Chennault was commander of the 1st American Volunteer Group (AVG) of the Chinese Air Force in 1941-42, otherwise known as The Flying Tigers. Hired by the Chinese government to defend China against the Japanese, their training actually began before America's entry into the war, and just days after the the Japanese bombed Pearl Harbor, the Flying Tigers were flying combat missions.

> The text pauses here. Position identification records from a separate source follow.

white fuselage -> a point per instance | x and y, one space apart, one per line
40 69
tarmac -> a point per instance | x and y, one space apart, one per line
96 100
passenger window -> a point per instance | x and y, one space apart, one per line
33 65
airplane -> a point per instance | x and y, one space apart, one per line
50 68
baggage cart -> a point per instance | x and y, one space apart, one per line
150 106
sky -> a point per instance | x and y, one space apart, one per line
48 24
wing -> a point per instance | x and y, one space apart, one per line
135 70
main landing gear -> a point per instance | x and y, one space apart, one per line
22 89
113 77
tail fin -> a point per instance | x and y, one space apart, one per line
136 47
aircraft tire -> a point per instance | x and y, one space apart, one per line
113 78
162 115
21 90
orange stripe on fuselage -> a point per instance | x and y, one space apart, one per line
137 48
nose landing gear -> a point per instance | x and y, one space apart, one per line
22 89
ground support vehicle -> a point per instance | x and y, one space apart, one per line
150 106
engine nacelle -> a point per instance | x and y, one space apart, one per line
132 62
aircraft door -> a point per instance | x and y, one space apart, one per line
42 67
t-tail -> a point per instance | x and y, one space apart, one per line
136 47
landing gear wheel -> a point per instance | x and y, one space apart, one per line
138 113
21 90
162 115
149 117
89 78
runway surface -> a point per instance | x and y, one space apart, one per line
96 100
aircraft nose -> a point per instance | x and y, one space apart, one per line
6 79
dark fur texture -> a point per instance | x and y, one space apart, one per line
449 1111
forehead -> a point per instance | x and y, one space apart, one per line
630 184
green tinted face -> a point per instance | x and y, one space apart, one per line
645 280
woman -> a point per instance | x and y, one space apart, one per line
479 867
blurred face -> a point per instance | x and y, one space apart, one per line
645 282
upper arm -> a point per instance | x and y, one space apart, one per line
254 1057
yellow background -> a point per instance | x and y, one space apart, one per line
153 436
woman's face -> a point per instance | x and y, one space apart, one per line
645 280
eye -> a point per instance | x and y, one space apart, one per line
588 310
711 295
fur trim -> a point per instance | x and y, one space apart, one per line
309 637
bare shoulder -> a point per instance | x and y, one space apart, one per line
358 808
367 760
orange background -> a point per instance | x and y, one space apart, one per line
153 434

I found this book at a library sale and was thrilled at what I discovered inside. The blank page preceding the title page (verso of the frontispiece) has a wonderful inscription from famed World War II ace fighter pilot for the Flying Tigers, "Tex" Hill, who flew for Chennault:
To my dear friend and fellow Fighter Pilot, a man I admire most. Thank you for the sacrifice you made for our country. All the best. "Tex" Hill
My first thought, after getting over the excitement of finding this inscription, was whose book was this? As Chennault died in 1958, he's quickly ruled out, but would have been the top contender otherwise. So who, or which fellow fighter pilot, did "Tex" Hill admire most? Perhaps some biographies of Hill would shed some light on the provenance of the Chennault book.
A few years ago on Archaeolibris, I blogged about another Flying Tigers fighter pilot named Joe Rosbert, who died in 2007 in the Houston area, where I found his signed autobiography and later Chennault's book. So I entertained the idea that the Chennault book signed by Hill could have belonged to Rosbert, but I can't find anything to connect the two in such a way that would lead to Tex Hill's inscription.
However, Tex Hill's fighter pilot experience was not limited to the Flying Tigers, so the fighter pilot in his inscription is not necessarily a Flying Tiger and maybe not even a fighter pilot he served with.
At any rate, I now have a companion book to for the Rosbert book and what looks like the beginnings of a Flying Tigers collection.